第三步: 对特征和标签进行torch.tensor处理,转换为tensor格式,使用torch.nn.MseLoss作为损失值, 使用torch.optim.Adam构造优化器 

import torch
import torch.nn as nn

input_size = input_feature.shape[1]
hidden_size = 128
output_size = 1
batch_size = 16
epochs = 1000

my_nn = nn.Sequential(
    torch.nn.Linear(input_size, hidden_size),
    torch.nn.Sigmoid(),
    torch.nn.Linear(hidden_size, output_size)
)

x = torch.tensor(input_feature, dtype=torch.float)
y = torch.tensor(labels, dtype=torch.float)
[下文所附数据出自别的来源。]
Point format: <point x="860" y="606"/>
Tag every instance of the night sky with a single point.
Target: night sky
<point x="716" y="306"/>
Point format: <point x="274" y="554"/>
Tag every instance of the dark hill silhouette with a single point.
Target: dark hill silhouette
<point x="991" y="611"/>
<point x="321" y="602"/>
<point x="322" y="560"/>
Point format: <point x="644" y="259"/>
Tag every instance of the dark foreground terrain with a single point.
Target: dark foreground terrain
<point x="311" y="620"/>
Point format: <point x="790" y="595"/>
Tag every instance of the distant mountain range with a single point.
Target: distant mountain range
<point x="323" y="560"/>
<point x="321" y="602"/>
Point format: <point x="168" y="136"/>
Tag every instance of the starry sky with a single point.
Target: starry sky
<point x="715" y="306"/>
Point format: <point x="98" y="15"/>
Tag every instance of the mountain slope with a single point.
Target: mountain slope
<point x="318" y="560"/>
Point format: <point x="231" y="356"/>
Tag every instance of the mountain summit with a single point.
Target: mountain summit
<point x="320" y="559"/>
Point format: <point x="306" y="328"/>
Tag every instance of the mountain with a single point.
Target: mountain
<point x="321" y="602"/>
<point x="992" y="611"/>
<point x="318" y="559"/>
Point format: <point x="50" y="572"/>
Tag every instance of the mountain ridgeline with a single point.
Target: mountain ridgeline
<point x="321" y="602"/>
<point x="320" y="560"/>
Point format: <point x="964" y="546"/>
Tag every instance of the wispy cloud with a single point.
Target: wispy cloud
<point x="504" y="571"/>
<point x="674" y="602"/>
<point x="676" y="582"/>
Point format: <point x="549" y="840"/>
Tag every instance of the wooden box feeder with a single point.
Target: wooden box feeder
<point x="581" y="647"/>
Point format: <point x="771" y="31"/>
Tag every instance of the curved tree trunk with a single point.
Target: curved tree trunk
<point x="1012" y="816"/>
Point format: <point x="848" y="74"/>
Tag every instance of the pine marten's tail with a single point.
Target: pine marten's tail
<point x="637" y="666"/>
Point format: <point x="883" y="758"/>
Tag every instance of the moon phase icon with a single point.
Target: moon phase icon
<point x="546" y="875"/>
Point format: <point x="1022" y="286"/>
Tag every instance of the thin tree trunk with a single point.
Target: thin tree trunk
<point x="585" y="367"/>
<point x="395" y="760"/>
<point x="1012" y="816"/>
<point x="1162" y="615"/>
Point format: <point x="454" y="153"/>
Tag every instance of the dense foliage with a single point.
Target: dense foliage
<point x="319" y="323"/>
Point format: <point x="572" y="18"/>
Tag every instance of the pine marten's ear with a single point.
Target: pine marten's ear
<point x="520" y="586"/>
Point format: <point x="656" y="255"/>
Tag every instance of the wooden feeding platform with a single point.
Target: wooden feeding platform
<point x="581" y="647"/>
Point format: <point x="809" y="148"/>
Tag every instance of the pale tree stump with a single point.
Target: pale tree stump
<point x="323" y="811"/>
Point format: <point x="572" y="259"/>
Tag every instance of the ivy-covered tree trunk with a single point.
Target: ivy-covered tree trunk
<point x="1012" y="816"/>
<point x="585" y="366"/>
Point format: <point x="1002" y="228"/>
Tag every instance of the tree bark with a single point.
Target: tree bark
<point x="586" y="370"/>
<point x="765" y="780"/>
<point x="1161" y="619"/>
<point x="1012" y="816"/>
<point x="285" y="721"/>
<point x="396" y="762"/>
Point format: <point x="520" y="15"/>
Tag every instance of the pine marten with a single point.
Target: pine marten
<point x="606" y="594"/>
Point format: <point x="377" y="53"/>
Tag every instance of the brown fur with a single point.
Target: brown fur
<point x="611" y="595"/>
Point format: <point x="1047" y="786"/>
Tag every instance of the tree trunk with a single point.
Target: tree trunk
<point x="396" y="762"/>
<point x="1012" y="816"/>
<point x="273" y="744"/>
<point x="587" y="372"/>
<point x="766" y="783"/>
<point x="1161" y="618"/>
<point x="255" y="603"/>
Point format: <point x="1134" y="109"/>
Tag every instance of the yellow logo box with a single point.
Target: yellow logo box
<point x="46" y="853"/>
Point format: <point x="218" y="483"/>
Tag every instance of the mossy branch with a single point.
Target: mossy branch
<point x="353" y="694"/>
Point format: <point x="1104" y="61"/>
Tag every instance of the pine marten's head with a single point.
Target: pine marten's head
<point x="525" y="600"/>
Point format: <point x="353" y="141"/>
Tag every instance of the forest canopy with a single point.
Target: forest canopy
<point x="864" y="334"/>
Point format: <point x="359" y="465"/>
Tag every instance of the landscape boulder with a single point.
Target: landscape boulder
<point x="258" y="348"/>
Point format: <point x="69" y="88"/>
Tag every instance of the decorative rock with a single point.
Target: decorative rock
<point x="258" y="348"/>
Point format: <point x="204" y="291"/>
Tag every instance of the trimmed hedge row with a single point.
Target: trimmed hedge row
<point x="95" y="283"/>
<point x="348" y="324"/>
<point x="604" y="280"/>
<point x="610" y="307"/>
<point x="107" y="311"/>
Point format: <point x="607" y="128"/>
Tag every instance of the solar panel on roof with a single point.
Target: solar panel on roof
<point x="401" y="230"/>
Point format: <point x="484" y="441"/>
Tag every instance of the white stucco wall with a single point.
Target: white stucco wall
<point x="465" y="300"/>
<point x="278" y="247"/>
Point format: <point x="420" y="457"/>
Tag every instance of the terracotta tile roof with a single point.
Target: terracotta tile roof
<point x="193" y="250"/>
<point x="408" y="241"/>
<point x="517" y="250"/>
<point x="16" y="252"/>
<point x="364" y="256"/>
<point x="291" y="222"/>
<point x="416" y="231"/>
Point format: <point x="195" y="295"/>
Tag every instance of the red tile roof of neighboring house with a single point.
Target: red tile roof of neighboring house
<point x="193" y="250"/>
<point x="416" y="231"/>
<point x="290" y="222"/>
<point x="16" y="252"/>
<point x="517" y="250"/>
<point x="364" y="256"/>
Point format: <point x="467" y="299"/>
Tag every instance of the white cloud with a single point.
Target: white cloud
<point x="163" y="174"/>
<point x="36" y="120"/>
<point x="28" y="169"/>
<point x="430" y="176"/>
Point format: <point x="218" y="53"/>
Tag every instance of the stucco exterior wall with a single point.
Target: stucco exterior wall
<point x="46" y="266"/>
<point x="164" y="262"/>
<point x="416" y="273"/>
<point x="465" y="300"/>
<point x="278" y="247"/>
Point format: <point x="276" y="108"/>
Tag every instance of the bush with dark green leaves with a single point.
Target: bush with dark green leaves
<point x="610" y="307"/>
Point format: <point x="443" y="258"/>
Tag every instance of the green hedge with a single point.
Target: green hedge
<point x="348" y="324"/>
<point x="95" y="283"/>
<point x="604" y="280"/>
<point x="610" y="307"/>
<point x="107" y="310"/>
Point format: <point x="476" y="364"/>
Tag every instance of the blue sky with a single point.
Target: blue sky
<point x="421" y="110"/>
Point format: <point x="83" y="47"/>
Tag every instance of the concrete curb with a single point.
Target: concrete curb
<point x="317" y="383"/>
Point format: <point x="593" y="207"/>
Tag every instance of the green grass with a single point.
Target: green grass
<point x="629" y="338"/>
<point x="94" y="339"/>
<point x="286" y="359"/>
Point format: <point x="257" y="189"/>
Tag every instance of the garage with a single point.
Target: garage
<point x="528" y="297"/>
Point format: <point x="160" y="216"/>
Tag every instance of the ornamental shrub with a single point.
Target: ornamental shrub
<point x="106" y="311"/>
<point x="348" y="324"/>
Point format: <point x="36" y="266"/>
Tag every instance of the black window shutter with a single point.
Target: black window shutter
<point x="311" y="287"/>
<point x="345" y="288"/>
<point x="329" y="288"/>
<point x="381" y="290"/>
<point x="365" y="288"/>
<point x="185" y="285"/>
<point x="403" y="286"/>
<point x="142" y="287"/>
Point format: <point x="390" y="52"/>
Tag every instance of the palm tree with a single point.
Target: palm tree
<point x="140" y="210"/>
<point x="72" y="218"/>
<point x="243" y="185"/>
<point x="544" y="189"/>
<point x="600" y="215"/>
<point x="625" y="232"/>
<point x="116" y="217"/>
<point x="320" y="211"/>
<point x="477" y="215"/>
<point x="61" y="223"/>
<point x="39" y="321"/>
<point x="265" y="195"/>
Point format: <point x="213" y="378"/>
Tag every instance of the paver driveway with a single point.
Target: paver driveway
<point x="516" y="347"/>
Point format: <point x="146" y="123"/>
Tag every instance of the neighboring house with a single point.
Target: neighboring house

cost = torch.nn.MSELoss(reduction="mean")
optimizer = torch.optim.Adam(my_nn.parameters(), lr=0.001)
for i in range(epochs):
    batch_mean = []
    for start in range(0, len(input_feature), batch_size):
        end = start + batch_size if start + batch_size < len(input_feature) else len(input_feature)
        xx = x[start:end]
        yy = y[start:end]
        predict = my_nn(xx)
        loss = cost(yy, predict)
        optimizer.zero_grad()
        loss.backward(retain_graph=True)
        optimizer.step()
        batch_mean.append(loss.data.numpy())
    if i % 100 == 0:
        print(np.mean(batch_mean))


for i in my_nn.parameters():
    print(i.data.numpy())

第四步:进行作图的可视化,使用了Adam优化器相较于上述的梯度优化器而言,预测结果更加的平稳 

x = torch.tensor(input_feature, dtype=torch.float)
predict = np.squeeze(my_nn(x).data.numpy())

dates = [str(int(year)) + '-' + str(int(month)) + '-' + str(int(day)) for year, month, day in zip(years, months, days)]
dates = [datetime.datetime.strptime(date, "%Y-%m-%d") for date in dates]

true_data = pd.DataFrame(data = {"date":dates, "actual":labels})

predict_data = pd.DataFrame(data= {"date":dates, "predict":predict})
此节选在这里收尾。